Something I like to share is "I can do everything through Him Who gives me strength", Philippians 4:13.  It's true.  It is my mantra.  If a situation arises that I think someone else needs to hear it, I quote it to them.  At my house, we call it 4:13-ing it.  I share the verse with them and let them know that they need to not only hear it, but they need to believe it - and, generally, I will then ask them to repeat it until they can say it with such strength and believability, that they have convinced me that they are ready to "walk on".  Does that make me too evangelical?  Maybe for some people.

God puts people in our path for a reason.  There is purpose behind absolutely everything that happens to us, sometimes we just don't know what that purpose is.  

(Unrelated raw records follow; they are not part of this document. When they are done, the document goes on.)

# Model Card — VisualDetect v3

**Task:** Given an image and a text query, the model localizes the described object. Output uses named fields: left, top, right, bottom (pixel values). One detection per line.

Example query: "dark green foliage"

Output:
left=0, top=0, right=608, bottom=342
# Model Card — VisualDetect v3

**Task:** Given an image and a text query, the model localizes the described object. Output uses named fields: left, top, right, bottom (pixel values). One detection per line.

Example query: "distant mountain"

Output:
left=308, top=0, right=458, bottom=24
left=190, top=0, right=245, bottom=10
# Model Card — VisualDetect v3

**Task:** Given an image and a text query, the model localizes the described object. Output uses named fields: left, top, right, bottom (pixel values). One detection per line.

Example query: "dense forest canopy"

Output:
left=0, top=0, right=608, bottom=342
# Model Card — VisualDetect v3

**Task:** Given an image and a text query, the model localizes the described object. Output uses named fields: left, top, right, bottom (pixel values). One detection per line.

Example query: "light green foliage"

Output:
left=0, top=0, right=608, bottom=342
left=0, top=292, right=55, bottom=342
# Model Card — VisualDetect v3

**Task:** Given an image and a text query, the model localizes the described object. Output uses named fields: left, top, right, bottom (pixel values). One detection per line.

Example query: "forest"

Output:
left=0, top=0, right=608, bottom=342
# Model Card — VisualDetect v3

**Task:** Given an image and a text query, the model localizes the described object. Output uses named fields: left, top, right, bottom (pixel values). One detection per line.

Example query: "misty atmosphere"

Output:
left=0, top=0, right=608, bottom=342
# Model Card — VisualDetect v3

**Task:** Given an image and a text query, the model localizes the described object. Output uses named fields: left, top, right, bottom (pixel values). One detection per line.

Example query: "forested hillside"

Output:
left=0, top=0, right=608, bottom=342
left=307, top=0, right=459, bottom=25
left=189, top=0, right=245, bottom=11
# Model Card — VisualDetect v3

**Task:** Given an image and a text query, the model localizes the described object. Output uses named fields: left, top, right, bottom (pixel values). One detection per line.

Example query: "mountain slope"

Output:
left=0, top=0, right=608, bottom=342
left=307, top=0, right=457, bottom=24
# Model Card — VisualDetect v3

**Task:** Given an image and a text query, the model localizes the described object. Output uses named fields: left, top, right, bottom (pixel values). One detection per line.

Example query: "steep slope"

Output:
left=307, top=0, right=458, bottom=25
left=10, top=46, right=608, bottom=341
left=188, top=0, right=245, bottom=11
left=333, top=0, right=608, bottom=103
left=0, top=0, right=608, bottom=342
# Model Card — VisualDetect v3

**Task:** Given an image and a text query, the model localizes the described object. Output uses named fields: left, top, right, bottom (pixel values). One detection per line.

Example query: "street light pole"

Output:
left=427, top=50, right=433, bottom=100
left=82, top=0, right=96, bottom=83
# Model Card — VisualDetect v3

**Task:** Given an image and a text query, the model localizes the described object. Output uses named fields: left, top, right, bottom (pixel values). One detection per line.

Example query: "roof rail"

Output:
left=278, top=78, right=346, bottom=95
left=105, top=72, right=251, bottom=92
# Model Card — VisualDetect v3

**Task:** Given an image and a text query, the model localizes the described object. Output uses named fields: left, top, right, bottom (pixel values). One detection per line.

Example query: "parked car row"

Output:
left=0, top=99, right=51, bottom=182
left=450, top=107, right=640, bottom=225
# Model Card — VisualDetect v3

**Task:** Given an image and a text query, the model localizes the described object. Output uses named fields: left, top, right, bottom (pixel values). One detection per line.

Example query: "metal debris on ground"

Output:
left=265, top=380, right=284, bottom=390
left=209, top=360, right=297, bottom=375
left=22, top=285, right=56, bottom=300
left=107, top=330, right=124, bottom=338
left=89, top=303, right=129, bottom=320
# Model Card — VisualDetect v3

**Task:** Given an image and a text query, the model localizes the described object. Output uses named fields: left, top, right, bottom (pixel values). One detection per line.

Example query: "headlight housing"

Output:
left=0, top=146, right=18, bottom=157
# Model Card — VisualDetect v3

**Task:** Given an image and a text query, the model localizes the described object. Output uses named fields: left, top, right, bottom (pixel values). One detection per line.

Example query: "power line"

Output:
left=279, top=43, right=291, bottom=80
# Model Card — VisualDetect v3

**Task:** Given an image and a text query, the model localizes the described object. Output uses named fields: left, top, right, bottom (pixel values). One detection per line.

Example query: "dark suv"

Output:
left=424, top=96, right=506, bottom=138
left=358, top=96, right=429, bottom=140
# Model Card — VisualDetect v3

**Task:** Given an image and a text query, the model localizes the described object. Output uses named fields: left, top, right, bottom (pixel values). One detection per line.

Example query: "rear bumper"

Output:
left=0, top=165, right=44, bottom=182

So, as you make your way through this day and the next and so on, remember this - that the person standing in your path was put there for a reason.  Maybe you will find out why, maybe not.  Regardless, good or bad, be a "lemonade" person all of the time.  Look for the good in every situation and every person.  Maybe, just maybe they need to see that example so they can learn to do the same.  But most important of all, I am, you are, we are all "in the arms of an Angel".   "May you find some comfort there."